As far as the Concorde's safety record is concerned, one fatal accident over the total flying hours of its entire very small fleet makes the accident rate rather poor when compared to airliners with thousands of aircraft of a particular type flying maybe 6+ hours per day on average.
mfbutzin
mfbutzin 1
Greed shut it down, they wanted to increase the rate for each seat then the Internet opened much faster ways of communicating 24/7. But they still wanted that 10k per seat the airports wanted their skim, FOB had to have their fee, city, etc that slice of the pie was getting slimmer and slimmer all the while I can FaceTime a call to London for 1/16 of the price for f just the tax for the seat. Look at the 747 it carries a huge amount of people compared and it is old and still producing revenue for some companies as well as cargo, it even feeds the vultures at the gate and still make a profit.
BrorMonberg
Bror Monberg 3
It's all economics. Were Concorde a moneymaker...we'd still be flying it. Best of luck to BOOM.
MikeMohle
Mike Mohle 2
Sounds like a bargain and quicker too. Last time BClass on BAW was 11K PHX>Heathrow R/T.
TorstenHoff
Torsten Hoff 1
CNN's coverage of this: http://www.cnn.com/2016/03/24/aviation/boom-supersonic-plane-virgin-space-company/index.html
rayzeeman
Ray Zimmermann 1
The article states, "The Virgin Group spokeswoman said the partnership remains in its "early days," although Boom says it could begin test flights at the end of next year." Does anyone think it is possible that they could actually be test flying by that time? Not saying they can't, just asking.

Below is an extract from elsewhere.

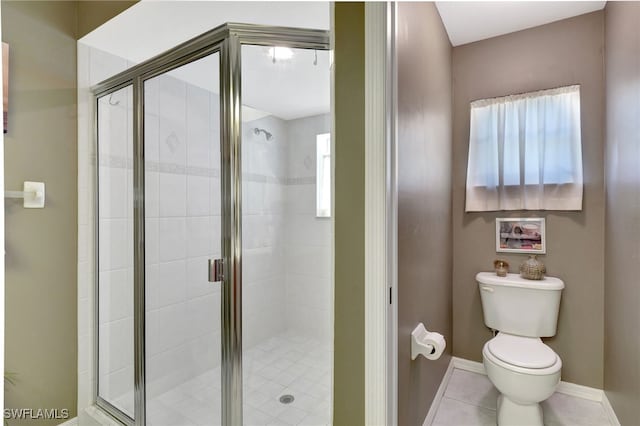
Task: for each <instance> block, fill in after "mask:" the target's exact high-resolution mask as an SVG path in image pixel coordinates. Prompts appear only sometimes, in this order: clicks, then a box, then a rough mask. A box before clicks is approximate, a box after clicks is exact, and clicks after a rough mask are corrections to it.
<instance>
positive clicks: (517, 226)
mask: <svg viewBox="0 0 640 426" xmlns="http://www.w3.org/2000/svg"><path fill="white" fill-rule="evenodd" d="M496 252H497V253H531V254H545V253H546V252H547V238H546V232H545V220H544V218H541V217H530V218H496Z"/></svg>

They don't state how far they are into the design of this thing or if they have started bending metal yet, just seems rather ambitious.
TorstenHoff
Torsten Hoff 1
I think test flights would be with the 1/3 scale prototype they've been working on. And that would be subsonic.
mattgoyder
Matt G 1
Boom sounds like one of those ironically unwise names, like when you call your dog "lucky" and have to keep fishing him out from around the axles of your neighbors' cars.
rad2
The second to the last paragraph is the key. Will these planes be allowed to operate over land anywhere in the world? The next, undiscussed issue is range. Will this plane do more that LHR / CDG to JFK / BOS / IAD / YUL? Maybe routes from the Gulf States to SIN / BKK are in reach, but land transit is involved. Time will tell, but how many investors will get behind this? Does Branson and Bezos have enough to bankroll the project?
akayemm
Er.A.K. Mittal 1
Innovating beyond Concorde proves humans continue to move forward on the "wheel" invented eons ago .
yr2012
matt jensen 1
Cheaper than the original Concorde.
MGTD
Charles Peele 0
Just let "Mikey try it"......Words of an old TV commercial.